Authors: Andrew Pang, Yun Meng, Mike Lee

### What is the problem?

Sudoku is a classic game where a grid of 9x9 is divided into 9 subgrids of 3x3, and in each row, column, and subgrid can only contain but also must contain the numbers 1-9 once. We will attempt to generate a sudoku game of simple difficulty using Prolog and see if Prolog can solve it. We will begin with trying a bruteforce method to solve and see the feasibility of it.

### What is the something extra?

- We will attempt to see if we can create higher levels of difficulties for Sudoku and have Prolog solve it too.

- We will attempt to see if we can create a smarter algorithm/method to solve the Sudoku puzzle.

### What did we learn from doing this?

We learned that Prolog can be used to solve a Sudoku puzzle, even ones that are considered to be difficult.

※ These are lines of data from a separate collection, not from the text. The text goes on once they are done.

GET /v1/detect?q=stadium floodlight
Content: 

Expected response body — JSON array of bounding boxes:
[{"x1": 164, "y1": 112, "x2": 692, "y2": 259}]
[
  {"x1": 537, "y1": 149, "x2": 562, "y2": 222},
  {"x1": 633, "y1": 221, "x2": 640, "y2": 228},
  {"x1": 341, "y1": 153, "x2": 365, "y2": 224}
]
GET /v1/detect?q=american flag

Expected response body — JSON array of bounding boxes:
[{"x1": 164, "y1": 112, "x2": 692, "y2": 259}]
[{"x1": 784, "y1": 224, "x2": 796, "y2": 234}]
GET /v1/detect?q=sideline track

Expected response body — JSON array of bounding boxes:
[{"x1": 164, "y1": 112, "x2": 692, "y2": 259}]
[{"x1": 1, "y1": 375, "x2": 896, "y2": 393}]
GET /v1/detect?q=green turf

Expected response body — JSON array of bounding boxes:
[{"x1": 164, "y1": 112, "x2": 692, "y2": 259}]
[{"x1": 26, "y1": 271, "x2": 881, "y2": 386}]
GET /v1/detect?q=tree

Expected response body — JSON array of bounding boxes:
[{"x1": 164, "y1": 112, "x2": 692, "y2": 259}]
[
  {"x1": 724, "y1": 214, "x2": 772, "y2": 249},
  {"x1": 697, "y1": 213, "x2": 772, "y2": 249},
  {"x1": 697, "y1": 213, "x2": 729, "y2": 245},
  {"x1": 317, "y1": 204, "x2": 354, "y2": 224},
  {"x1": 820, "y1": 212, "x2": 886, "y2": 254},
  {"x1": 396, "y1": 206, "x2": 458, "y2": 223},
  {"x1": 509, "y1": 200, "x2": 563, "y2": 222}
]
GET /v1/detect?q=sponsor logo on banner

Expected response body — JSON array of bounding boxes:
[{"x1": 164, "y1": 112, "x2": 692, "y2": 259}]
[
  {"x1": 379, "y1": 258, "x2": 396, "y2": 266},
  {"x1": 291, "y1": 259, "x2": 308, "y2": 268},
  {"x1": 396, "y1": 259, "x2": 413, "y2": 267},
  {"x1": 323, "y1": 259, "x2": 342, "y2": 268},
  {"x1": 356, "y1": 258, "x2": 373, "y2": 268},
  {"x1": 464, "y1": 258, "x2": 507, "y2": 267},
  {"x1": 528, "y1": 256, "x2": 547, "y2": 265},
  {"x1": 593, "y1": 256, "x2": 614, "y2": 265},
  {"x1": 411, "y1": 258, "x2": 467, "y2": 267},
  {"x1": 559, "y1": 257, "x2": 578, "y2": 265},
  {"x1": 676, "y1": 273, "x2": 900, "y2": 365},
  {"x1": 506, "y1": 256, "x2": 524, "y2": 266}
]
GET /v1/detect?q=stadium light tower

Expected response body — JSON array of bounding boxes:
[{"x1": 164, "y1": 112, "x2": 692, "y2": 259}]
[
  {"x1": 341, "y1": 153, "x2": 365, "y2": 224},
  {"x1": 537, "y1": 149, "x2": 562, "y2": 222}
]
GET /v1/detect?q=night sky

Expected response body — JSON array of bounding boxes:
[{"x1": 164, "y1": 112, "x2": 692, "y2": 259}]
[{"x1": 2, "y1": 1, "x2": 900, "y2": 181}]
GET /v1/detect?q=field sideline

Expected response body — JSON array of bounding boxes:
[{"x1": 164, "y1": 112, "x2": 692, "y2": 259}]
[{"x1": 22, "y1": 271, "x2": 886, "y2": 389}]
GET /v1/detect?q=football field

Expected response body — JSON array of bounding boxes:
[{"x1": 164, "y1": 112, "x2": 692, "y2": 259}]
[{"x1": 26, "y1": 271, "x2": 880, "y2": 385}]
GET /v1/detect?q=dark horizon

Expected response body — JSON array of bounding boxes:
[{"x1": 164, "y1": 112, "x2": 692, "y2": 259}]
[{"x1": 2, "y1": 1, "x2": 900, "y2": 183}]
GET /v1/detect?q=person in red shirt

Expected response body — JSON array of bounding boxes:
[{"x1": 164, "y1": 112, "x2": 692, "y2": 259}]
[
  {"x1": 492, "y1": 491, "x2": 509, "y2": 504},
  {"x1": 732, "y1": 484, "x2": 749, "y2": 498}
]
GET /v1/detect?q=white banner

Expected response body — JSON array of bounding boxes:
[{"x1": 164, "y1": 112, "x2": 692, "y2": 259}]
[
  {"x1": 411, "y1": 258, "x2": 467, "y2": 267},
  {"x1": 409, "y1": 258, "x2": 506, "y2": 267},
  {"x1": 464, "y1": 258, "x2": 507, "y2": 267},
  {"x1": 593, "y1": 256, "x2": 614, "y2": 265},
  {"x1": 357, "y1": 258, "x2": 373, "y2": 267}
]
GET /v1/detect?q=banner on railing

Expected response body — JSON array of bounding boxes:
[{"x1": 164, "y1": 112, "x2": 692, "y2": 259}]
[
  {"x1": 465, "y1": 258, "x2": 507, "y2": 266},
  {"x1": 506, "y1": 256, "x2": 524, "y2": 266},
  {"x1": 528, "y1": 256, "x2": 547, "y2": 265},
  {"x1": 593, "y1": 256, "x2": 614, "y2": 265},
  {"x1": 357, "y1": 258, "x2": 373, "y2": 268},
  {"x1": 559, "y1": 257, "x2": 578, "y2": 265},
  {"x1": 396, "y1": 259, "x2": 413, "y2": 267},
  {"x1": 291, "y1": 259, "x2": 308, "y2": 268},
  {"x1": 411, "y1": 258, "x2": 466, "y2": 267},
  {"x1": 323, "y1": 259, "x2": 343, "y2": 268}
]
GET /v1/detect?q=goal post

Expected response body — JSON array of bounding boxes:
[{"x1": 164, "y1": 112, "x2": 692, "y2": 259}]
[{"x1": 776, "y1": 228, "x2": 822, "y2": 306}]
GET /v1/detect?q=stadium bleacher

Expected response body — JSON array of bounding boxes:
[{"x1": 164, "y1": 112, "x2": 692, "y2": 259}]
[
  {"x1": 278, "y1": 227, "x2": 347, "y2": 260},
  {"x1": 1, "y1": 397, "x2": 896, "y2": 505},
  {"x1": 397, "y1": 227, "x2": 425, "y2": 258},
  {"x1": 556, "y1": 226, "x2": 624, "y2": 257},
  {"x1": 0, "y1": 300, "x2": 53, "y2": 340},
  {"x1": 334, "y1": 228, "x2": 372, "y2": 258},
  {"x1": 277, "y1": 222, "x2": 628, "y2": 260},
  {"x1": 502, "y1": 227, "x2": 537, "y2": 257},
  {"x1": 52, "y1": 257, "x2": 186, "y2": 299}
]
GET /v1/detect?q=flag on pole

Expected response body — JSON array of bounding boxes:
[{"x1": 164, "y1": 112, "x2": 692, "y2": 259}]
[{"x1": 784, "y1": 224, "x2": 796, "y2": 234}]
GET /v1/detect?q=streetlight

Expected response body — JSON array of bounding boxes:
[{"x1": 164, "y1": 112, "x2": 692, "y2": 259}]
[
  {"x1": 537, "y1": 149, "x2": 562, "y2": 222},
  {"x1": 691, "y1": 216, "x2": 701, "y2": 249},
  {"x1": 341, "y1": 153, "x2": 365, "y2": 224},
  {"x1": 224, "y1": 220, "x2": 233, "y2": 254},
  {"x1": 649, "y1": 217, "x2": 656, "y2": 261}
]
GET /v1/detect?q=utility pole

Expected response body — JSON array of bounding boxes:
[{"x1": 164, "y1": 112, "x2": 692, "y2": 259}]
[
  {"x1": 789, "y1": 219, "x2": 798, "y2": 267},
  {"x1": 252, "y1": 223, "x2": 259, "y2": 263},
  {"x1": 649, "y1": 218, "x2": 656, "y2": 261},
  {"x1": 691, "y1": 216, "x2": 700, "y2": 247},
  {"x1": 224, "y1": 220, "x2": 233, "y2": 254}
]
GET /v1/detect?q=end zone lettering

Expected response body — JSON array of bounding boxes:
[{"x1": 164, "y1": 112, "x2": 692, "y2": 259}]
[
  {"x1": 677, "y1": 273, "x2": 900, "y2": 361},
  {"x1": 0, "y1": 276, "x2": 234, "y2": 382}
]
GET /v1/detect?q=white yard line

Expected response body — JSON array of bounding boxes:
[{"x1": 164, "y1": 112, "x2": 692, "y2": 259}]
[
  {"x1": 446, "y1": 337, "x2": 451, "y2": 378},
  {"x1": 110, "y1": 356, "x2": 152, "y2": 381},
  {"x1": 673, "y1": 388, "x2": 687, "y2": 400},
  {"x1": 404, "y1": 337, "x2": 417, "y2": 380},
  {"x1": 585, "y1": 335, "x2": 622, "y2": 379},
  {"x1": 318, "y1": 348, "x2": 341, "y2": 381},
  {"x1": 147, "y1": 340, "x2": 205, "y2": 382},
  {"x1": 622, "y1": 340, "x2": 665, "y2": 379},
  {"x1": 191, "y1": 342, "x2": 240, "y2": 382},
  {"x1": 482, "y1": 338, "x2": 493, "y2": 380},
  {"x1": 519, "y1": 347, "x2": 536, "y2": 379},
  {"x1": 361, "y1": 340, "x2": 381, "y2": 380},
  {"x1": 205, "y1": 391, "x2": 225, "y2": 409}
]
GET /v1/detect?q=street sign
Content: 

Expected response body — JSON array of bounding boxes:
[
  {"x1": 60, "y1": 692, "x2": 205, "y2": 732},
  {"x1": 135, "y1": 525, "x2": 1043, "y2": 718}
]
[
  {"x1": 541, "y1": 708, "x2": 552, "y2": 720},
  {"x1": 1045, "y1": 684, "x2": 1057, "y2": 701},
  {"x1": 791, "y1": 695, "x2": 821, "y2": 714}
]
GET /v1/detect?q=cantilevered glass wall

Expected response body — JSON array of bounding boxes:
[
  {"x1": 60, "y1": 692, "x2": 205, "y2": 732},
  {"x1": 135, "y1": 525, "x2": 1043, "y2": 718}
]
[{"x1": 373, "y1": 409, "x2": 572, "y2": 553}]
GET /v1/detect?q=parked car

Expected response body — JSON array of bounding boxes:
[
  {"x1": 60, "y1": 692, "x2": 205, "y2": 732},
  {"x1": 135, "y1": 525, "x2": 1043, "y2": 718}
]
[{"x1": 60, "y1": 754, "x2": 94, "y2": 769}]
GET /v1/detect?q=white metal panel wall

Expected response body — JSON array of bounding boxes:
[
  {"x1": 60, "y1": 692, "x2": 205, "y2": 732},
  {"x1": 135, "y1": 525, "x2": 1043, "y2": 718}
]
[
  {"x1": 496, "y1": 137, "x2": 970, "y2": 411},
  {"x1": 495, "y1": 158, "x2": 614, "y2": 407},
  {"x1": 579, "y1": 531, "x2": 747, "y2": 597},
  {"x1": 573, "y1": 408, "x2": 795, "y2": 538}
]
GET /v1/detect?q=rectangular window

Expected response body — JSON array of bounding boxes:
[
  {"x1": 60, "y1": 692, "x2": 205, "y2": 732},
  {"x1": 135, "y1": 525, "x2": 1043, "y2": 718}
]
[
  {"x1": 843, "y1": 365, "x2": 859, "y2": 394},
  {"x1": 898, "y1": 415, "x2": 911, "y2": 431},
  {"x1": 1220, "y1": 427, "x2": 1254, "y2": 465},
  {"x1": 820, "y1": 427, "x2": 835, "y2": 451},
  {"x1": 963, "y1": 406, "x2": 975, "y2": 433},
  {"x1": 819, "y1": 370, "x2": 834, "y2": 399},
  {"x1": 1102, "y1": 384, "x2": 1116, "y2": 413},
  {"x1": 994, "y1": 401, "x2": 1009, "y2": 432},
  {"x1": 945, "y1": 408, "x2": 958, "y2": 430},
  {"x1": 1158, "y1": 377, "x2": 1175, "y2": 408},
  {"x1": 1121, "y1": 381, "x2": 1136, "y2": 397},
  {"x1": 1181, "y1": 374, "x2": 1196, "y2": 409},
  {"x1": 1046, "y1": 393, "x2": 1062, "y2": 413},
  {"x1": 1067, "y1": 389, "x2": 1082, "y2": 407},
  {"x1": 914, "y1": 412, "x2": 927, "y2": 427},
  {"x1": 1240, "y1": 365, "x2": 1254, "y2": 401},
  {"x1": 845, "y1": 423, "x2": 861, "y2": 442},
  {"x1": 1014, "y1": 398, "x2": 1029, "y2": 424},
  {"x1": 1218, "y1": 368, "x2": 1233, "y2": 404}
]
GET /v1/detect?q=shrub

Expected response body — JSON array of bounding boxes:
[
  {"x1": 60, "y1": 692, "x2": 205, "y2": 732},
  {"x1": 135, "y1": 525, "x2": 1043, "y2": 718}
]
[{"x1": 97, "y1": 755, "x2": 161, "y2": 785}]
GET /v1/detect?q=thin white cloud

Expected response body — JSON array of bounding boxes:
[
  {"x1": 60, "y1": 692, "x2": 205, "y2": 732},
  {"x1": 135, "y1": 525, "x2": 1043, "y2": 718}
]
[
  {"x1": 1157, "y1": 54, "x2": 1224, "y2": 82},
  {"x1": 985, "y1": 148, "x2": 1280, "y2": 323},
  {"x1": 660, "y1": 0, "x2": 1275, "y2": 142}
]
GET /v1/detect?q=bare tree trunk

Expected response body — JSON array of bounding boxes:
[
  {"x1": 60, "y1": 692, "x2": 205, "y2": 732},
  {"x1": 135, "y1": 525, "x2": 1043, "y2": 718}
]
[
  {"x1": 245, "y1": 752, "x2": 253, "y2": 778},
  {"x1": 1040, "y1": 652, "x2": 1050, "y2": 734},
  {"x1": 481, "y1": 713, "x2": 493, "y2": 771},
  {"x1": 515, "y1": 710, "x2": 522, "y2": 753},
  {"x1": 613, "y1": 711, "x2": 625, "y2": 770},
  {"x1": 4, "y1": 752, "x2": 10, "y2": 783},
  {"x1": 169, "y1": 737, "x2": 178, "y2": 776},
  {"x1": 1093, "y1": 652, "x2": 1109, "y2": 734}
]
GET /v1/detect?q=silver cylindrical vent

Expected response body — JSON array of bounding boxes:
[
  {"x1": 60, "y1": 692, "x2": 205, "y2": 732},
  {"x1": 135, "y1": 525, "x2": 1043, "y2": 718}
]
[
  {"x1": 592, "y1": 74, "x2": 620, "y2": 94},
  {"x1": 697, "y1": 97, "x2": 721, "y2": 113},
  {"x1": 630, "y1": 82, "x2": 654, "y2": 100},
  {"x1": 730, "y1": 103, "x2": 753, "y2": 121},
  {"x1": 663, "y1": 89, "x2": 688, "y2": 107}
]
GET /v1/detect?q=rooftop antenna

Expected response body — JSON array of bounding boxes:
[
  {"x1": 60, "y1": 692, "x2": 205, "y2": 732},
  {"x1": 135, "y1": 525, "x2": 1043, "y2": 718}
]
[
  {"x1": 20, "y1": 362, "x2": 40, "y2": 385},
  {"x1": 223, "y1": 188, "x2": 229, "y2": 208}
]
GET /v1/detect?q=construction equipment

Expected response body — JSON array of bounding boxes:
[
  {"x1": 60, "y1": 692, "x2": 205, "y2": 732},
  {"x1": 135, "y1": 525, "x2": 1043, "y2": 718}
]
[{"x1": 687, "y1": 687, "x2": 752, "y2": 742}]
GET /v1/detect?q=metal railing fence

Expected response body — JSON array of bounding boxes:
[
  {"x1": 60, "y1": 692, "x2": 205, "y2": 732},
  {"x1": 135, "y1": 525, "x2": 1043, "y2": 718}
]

We also noticed Prolog is slow in solving logic-based games/problems when a bruteforce method is used. The program solves the puzzle fairly quickly when some elements from each square is missing. Nevertheless, when several rows/columns/squares are missing, it may take up to several minutes to solve the puzzle. A typical sudoku puzzle has over half the numbers missing, whereas our test attempts only tried up to a third of the numbers missing. A full puzzle may take well over a day to solve and is therefore unfeasible to use, or feasible for the lazy.

Two implementations were made. The first one has columns of a Sudoku puzzle as parameters, and the second one has squares of a Sudoku puzzle as parameters. The second implementation was significantly faster than the first one. It is suspected the first one is slower because extracting rows from columns is costly than extracting rows and columns from squares.